Economic Recovery Is Underway
- Multifamily rents declined by 0.1% on a year-over-year basis in February. But while national rent growth was negative this month, year-over-year rents have steadily shifted closer to positive since October. If this trend continues, February could be the last month where we see a national decline.
- Overall rents increased by $3 in February to $1,399. This is the ninth consecutive month where overall rents have increased or remained flat, pointing to signs of recovery.
- Outside of the gateway and top 30 markets, we saw a large pop in month-over-month rents in many secondary and tertiary markets. Out of our 133 markets surveyed this month, 111 had positive MoM rent growth.
The U.S. economic recovery is underway, with many economists projecting close to 6% GDP growth for 2021. Economic activity was boosted in January and February by the passage of a COVID relief bill in December 2020.
Another $1.9 trillion stimulus bill was just passed that will boost economic activity even further. The newest bill will send $1,400 checks to most Americans, aid schools and colleges in reopening, and provide funding for vaccine distribution, among other things. All of this government stimulus is expected to propel the U.S. to a growth rate that has not been seen in decades, but economists warn to keep an eye on inflation.
The trends that we have been discussing since the beginning of the pandemic continued into February. Lower-cost markets are outperforming, while expensive gateway markets that were the most locked down due to COVID-19 restrictions continue to struggle—although not at the rate we initially saw.
Rents in New York, San Jose and San Francisco (-9.9%) are still down significantly on a year-over-year basis, but their month-over-month declines have tapered from the dramatic declines we saw in the summer and fall.

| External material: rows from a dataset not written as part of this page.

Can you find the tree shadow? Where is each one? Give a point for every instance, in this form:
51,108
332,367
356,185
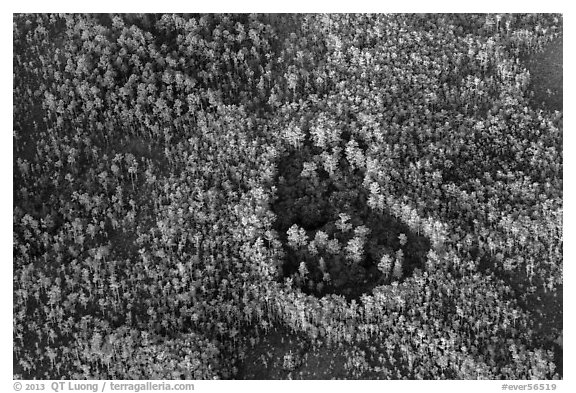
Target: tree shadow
315,204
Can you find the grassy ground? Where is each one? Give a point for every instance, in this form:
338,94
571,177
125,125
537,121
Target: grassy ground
546,76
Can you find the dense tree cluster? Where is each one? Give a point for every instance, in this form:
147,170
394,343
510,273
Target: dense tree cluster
379,185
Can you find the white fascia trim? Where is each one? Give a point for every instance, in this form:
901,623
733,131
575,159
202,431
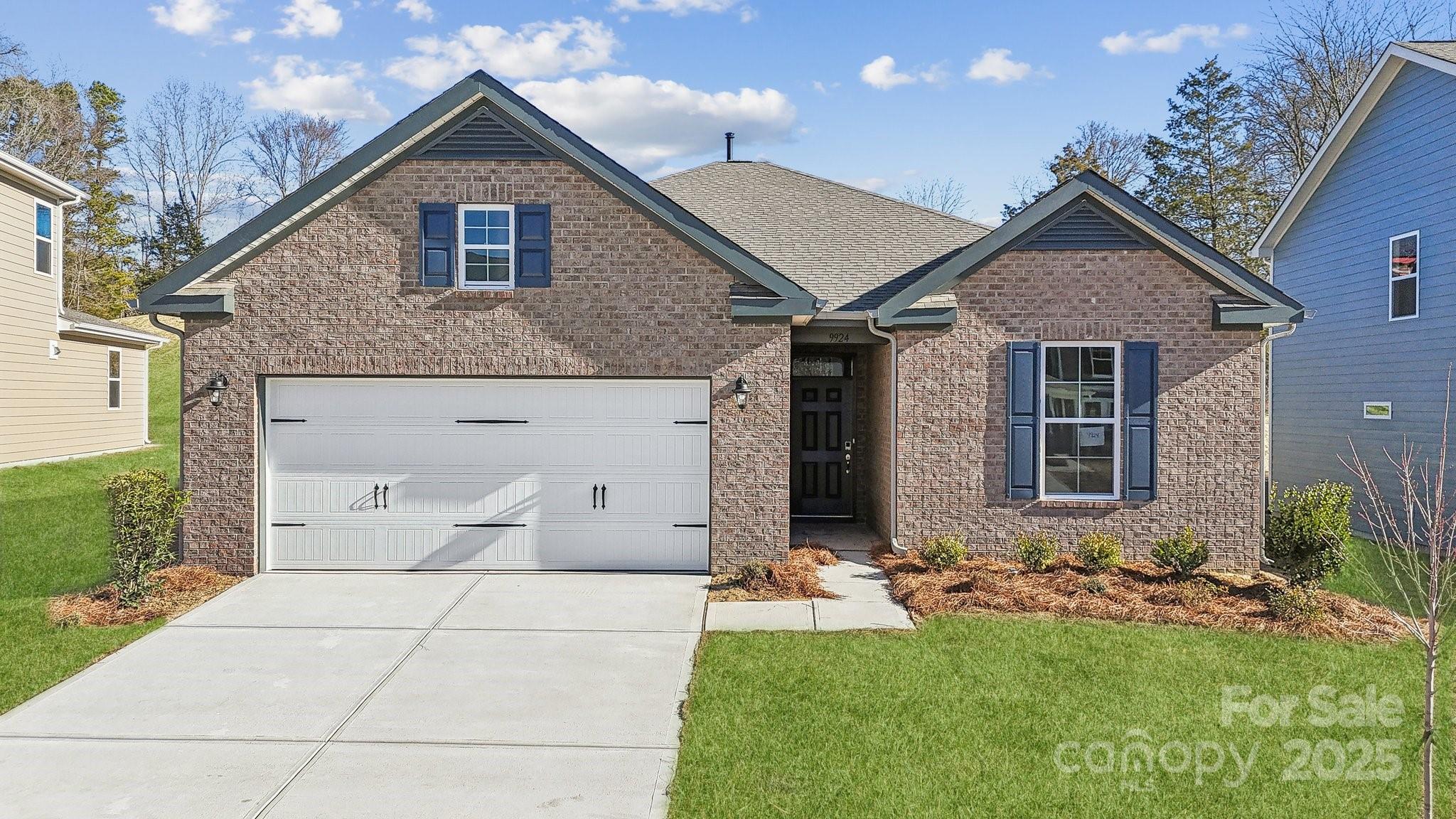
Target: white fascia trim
66,326
41,180
1360,107
326,200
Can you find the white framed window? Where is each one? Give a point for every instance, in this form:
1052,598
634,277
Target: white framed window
44,238
487,247
1081,420
1406,276
112,378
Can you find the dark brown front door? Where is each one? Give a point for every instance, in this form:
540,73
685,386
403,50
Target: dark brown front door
822,424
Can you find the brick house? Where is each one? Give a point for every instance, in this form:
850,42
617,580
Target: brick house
479,343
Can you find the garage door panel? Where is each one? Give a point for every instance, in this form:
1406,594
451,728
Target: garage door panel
487,494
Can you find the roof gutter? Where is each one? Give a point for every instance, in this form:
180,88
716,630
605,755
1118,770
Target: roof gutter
871,318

The Inland Empire (7.6%) and Sacramento (6.4%) continued to hold the top spots for year-over-year rent growth in February. Both markets are also among the top three for occupancy growth. Occupancy in the Inland Empire was up 2.2% on a YoY basis in January, and occupancy in Sacramento was up 1.2% during the same period. While migration and lower costs are at play, other fundamentals like limited new supply contributed to strong rent growth. Both markets only saw 1.6% of existing stock completed in the 12 months ending in February 2021.